Надежда Васильевная улыбнулась.

— Прошу вас, — сказала она.

— Я за него буду говорить, — сказал Передонов, — он скромный, не решается сам. А он человек достойный, не пьющий, добрый. Он мало получает, но это наплевать. Ведь кому что надо, кому деньги, а кому человека. Ну, что ж ты молчишь, — обратился он к Володину, — скажи что-нибудь.

Володин склонил голову, и произнес дрожащим голосом, как баран проблеял:

— Конечно, я небольшое жалованье получаю, но у меня всегда будет кусок хлебца. Конечно, я в университете не был, но живу как дай Бог всякому, и ничего худого за собой не знаю, — а впрочем, кому как угодно судить. А я, что ж, собой доволен.

Он развел руками, наклонил лоб, словно собрался бодаться, и умолк.

— Так вот, — сказал Передонов, — он человек молодой, ему так жить не следует. Ему надо жениться. Все же таки женатому лучше.

— Если жена соответствует, то чего же лучше, — подтвердил Володин.

— А вы, — продолжал Передонов, — девица. Вам тоже надо замуж.

За дверью послышался тихий шорох, заглушенные, короткие звуки, — как будто кто-то вздыхал или смеялся, закрывая рот. Надежда Васильевна строго посмотрела на дверь, и сказала холодно:

— Вы слишком ко мне заботливы, — с досадливым ударением на слове слишком.

— Вам не надо богатого мужа, — говорил Передонов, — вы сама богатая. Вам надо такого, чтобы вас любил и угождал вам. И вы его знаете, могли понять. Он к вам неравнодушен, вы к нему, может быть, тоже. Так вот, у меня купец, а у вас товар. То есть вы сами товар.

Надежда Васильевна краснела, и кусала губы, чтобы удержаться от смеха. За дверью продолжали раздаваться те же звуки. Володин скромно потупил глаза. Ему казалось, что дело идет на лад.

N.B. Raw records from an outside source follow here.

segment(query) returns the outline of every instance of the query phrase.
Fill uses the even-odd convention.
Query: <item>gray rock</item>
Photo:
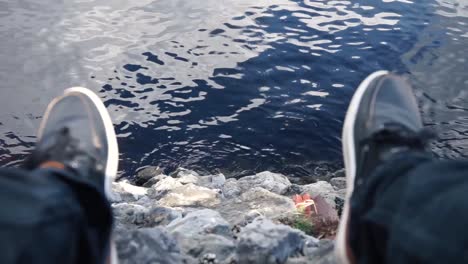
[[[288,189],[283,193],[285,196],[293,196],[295,194],[302,194],[303,192],[303,185],[298,185],[298,184],[291,184]]]
[[[148,166],[137,172],[135,178],[133,178],[132,183],[138,186],[143,186],[149,179],[154,176],[163,174],[163,170],[156,166]]]
[[[227,179],[224,185],[221,187],[221,191],[226,198],[234,198],[240,195],[241,189],[237,185],[237,180],[230,178]]]
[[[198,176],[195,176],[193,174],[183,174],[179,178],[177,178],[177,181],[180,182],[181,184],[188,184],[188,183],[198,183]]]
[[[132,203],[144,206],[145,208],[151,208],[156,204],[156,200],[151,199],[148,195],[145,195]]]
[[[264,171],[240,178],[237,181],[237,185],[241,189],[241,192],[249,190],[252,187],[262,187],[270,192],[283,194],[291,185],[291,182],[282,174]]]
[[[120,195],[120,193],[116,192],[115,188],[112,187],[112,191],[110,192],[110,195],[108,197],[109,199],[109,202],[111,203],[121,203],[123,202],[123,198],[122,198],[122,195]]]
[[[345,204],[344,198],[341,198],[340,196],[335,198],[335,209],[336,209],[336,213],[338,214],[338,217],[340,218],[341,218],[341,215],[343,214],[344,204]]]
[[[252,223],[255,219],[259,218],[259,217],[263,217],[264,215],[262,213],[260,213],[259,211],[257,210],[252,210],[252,211],[249,211],[247,212],[245,215],[244,215],[244,222],[243,223],[240,223],[241,226],[246,226],[250,223]]]
[[[147,208],[129,203],[113,204],[112,209],[116,222],[126,226],[134,225],[136,227],[143,224],[148,213]]]
[[[292,199],[260,187],[252,188],[239,197],[223,201],[216,207],[232,224],[242,224],[254,212],[275,219],[296,212]]]
[[[346,170],[341,169],[332,173],[333,178],[346,178]]]
[[[336,191],[335,209],[339,217],[341,217],[341,214],[343,213],[345,201],[346,201],[346,189],[341,189],[341,190]]]
[[[162,195],[168,193],[170,190],[173,190],[180,186],[182,186],[182,183],[180,183],[178,180],[172,177],[166,177],[157,182],[149,189],[148,196],[153,199],[158,199]]]
[[[112,191],[114,192],[114,196],[118,197],[117,199],[112,199],[112,202],[133,202],[147,194],[146,188],[132,185],[126,180],[113,182]]]
[[[226,182],[224,174],[215,174],[208,176],[201,176],[198,178],[197,184],[211,189],[221,189]]]
[[[223,186],[223,184],[226,182],[226,177],[222,173],[212,175],[210,178],[212,186],[214,186],[215,188]]]
[[[195,263],[181,252],[177,241],[161,228],[117,230],[115,240],[121,264]]]
[[[346,189],[346,178],[345,177],[332,178],[330,180],[330,184],[333,187],[335,187],[335,189],[337,190]]]
[[[232,239],[219,235],[175,236],[182,251],[200,263],[226,263],[235,258],[236,245]]]
[[[309,260],[306,257],[289,258],[286,264],[309,264]]]
[[[341,189],[336,191],[336,196],[342,200],[346,198],[346,189]]]
[[[335,208],[336,191],[333,186],[326,181],[319,181],[302,186],[303,193],[308,193],[314,197],[317,195],[322,196],[325,201]]]
[[[167,230],[174,235],[185,237],[206,234],[232,236],[229,223],[218,212],[210,209],[188,213],[185,217],[170,223]]]
[[[188,170],[185,168],[178,168],[177,170],[172,172],[170,176],[175,177],[175,178],[180,178],[180,177],[183,177],[184,175],[200,176],[197,172],[193,170]]]
[[[182,218],[182,212],[166,208],[148,208],[139,204],[119,203],[112,205],[116,222],[128,228],[154,227],[167,225],[175,219]]]
[[[302,255],[308,256],[315,252],[320,245],[320,239],[305,235],[304,246],[302,247]]]
[[[304,233],[257,218],[242,229],[236,252],[239,263],[277,264],[300,254],[303,246]]]
[[[180,183],[178,183],[180,184]],[[159,204],[166,207],[206,207],[211,208],[220,203],[220,191],[197,186],[192,183],[172,189],[161,194]]]
[[[167,207],[153,207],[145,214],[144,227],[168,225],[172,221],[182,218],[182,212]]]
[[[147,182],[145,182],[143,184],[143,187],[150,188],[151,186],[155,185],[156,183],[158,183],[159,181],[161,181],[161,180],[163,180],[163,179],[165,179],[167,177],[169,177],[169,176],[164,175],[164,174],[154,176],[153,178],[151,178]]]
[[[215,254],[206,254],[200,259],[200,264],[217,264],[218,260],[216,259]]]
[[[157,172],[140,175],[148,188],[128,181],[113,184],[122,263],[334,263],[333,245],[268,218],[296,213],[288,197],[293,194],[321,195],[327,203],[342,204],[343,178],[333,178],[333,185],[302,186],[271,172],[239,180],[186,169],[173,177],[149,176]]]
[[[305,256],[290,258],[287,264],[337,264],[338,260],[334,254],[334,244],[332,240],[321,240],[318,246],[308,252]]]
[[[314,176],[318,180],[328,181],[332,177],[331,173],[333,171],[331,164],[327,162],[320,162],[314,168]]]

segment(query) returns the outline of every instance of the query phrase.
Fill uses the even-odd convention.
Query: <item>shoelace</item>
[[[47,149],[35,149],[30,157],[25,161],[25,168],[34,169],[38,167],[42,162],[54,160],[58,157],[60,159],[66,159],[71,155],[75,156],[86,156],[89,162],[95,163],[96,159],[81,151],[78,147],[78,141],[71,137],[69,128],[64,127],[57,133],[49,135],[48,137],[54,137],[54,143]],[[43,139],[48,140],[48,139]]]

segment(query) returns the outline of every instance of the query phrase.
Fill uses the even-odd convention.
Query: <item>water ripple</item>
[[[31,149],[51,97],[83,85],[111,112],[123,175],[149,164],[314,174],[340,166],[347,104],[379,69],[409,74],[425,123],[441,132],[436,153],[466,156],[466,10],[441,0],[0,0],[0,164]]]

— Какой товар? — осторожно спросила Надежда Васильевна. — Извините, я не понимаю.

— Ну, как не понимаете! — недоверчиво сказал Передонов. — Ну, я прямо скажу: Павел Васильевич просит у вас руки и сердца. И я за него прошу.

За дверью что-то упало на пол, и каталось, фыркая и вздыхая. Надежда Васильевна, краснея от сдерживаемого смеха, смотрела на гостей. Предложение Володина казалось ей смешною дерзостью.

— Да, — сказал Володин, — Надежда Васильевна, я прошу у вас руки и сердца.

Он покраснел, встал, сильно шаркнул ногой по ковру, поклонился, и быстро сел. Потом опять встал, приложил руку к сердцу, и сказал, умильно глядя на барышню:

— Надежда Васильевна, позвольте объясниться, так как я вас даже очень люблю, то неужели же вы не захотите соответствовать?

Он ринулся вперед, опустился пред девицей на колено, и поцеловал ее руку.

— Надежда Васильевна, поверьте! Клянусь! — воскликнул он, поднял руку вверх, и со всего размаху ударил ею себя в грудь, так что гулкий звук отдался далече.

— Что вы, пожалуйста, встаньте, — смущенно сказала Надежда Васильевна, — к чему это?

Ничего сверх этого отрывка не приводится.